Кто-то воззвал к совести самого Аракеляна:

— Может, все же потихоньку пойдешь? Без балана-то доковыляешь! Много шли, а тут осталось-то десять шагов!..

Но Аракелян не сделал ни малейшей попытки подняться. Блестели зрачки уставившихся в небо глаз. Мне показалось, что он уже умер. Нет, застонал опять...

Те, кто стоял дальше от полукруга, взваливали на плечи бревнышки и направлялись к лагерю.

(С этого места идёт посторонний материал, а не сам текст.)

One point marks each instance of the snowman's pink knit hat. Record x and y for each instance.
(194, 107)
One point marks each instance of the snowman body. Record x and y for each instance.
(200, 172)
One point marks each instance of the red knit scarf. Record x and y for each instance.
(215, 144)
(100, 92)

За ними, хрустя снегом, глуша стоны Аракеляна, заторопились остальные. В одну минуту все покинули несчастного, и уходили так поспешно, словно сзади нам что-то грозило. Сообщим на вахте, кого-нибудь пошлют за ним с носилками. Я все это время не испытывал к замерзавшему жалости, наоборот, злился на Аракеляна за то, что он упал, задержал нас, заставил мерзнуть на пятидесятиградусном морозе. Ничего с ним не случится, убеждал я самого себя. Минут через двадцать, самое большее через полчаса за ним придут. Подумалось: за двадцать-тридцать минут на таком морозе от Аракеляна останется ледышка. Но эту мысль я гнал от себя.

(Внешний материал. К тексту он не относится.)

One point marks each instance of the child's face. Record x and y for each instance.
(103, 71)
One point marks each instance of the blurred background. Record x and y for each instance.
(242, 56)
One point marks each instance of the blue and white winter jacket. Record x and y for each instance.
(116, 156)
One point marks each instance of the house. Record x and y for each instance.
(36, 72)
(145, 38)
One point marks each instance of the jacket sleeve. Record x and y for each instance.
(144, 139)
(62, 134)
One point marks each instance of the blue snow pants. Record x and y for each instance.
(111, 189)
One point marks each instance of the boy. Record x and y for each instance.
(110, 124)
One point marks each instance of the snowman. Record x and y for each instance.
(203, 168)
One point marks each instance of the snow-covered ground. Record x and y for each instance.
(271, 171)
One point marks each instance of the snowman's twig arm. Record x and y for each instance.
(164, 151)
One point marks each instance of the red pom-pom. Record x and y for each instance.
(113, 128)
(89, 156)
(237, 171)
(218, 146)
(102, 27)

Меня заставил вздрогнуть и чуть не уронить балан с плеча страшный, нечеловеческий крик. Многократно отраженный сопками, он долго метался в укрытых вечерней мглой распадках. Это кричал Аракелян. Сколько отчаяния, сколько дикого страха было в этом крике человека, оставленного один на один с леденящим холодом. Стало жутко. И все-таки никто не остановился. Никто не повернул назад, на крик. Наоборот, вопль Аракеляна словно подстегнул уходивших. У каждого на уме, наверное, было: «Пусть тащит кто-нибудь другой, только не я!» И я думал: «Пусть вернется тот, кто посильнее, взвалит Аракеляна на плечи и тащит... Я-то все равно не дотащу его. Да, да, пусть кто посильнее!.. »

И тут кто-то крикнул:

— Стойте, стойте, говорю вам! Что же вы в самом деле? Да остановитесь же!

Цепочка людей задергалась, остановилась на повороте. Наперерез бежал человек. Это был бурильщик Данилов Иван. Теперь уже бывший бурильщик. В шахте он попал под обвал, с тех пор так и не мог оклематься. Был на войне и в плену побывал, бежал к своим, и его осудили как изменника в 1944 году.

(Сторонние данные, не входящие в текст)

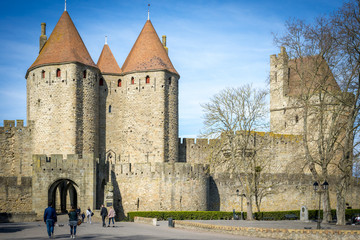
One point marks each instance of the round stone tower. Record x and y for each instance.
(63, 94)
(147, 102)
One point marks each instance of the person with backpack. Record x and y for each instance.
(111, 216)
(103, 214)
(50, 219)
(73, 221)
(89, 213)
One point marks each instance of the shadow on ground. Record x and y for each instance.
(14, 227)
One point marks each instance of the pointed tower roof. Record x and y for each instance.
(107, 62)
(148, 53)
(64, 45)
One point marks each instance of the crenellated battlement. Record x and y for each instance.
(59, 162)
(13, 125)
(203, 143)
(178, 169)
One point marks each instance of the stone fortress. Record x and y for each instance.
(98, 133)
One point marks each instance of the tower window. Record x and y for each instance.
(288, 74)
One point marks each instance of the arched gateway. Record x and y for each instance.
(63, 180)
(63, 194)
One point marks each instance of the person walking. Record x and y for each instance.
(78, 211)
(73, 219)
(103, 214)
(50, 219)
(111, 216)
(88, 215)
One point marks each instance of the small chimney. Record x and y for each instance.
(164, 44)
(43, 37)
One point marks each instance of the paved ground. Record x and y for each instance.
(123, 230)
(132, 231)
(287, 224)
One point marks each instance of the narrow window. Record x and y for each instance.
(58, 73)
(288, 74)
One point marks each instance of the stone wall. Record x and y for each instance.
(47, 170)
(64, 109)
(15, 194)
(15, 149)
(160, 187)
(140, 120)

Через полчаса двинулись. Впереди на носилках, наспех сделанных из прутьев чозении, проваливаясь в снегу — тропинка-то была узкая — несли Аракеляна. Через сто-двести шагов менялись. Несли, ругая нещадно того, кто лежал в носилках, и того, кто заставил нести. Находились такие, кто говорил:

— Он притворился, чтобы не идти! Чтобы его тащили!

Засыпая в тот вечер, я вдруг подумал об Аракеляне, о том, как мы чуть не бросили его. И бросили бы, если б не Данилов. Было неприятно об этом вспоминать. А еще подумалось: на месте Аракеляна мог быть и я...

На следующий день меня позвали в санчасть.

— У тебя хороший почерк, пишешь ты грамотно. Нам нужно начисто переписать отчеты. Приходи сюда и будешь работать.

Ежедневно рано утром я уходил в санчасть, возвращался в барак поздно вечером, перед поверкой. Самым невеселым делом было писать отчеты об умерших. Попадались знакомые фамилии. У каждого из них были где-то семьи, их ждали, о них проливали слезы. Но никто из родных никогда не узнал, где, когда и отчего умер муж, брат или сын...

После десятидневного пребывания в группе ОК меня, перевели в группу ОП. Питание в этой группе получше. Если в ОК, например, к чаю давали десять граммов гидрожира, в ОП — десять граммов сливочного масла или смальца либо американского лярда. Это, естественно, сказалось на моем самочувствии.

 

- 91 -

Кроме писанины, теперь мне приходилось выполнять и обязанности санитара. С утра до вечера я был на ногах. Если и присаживался, то лишь во время обеда, а иной раз и есть приходилось стоя.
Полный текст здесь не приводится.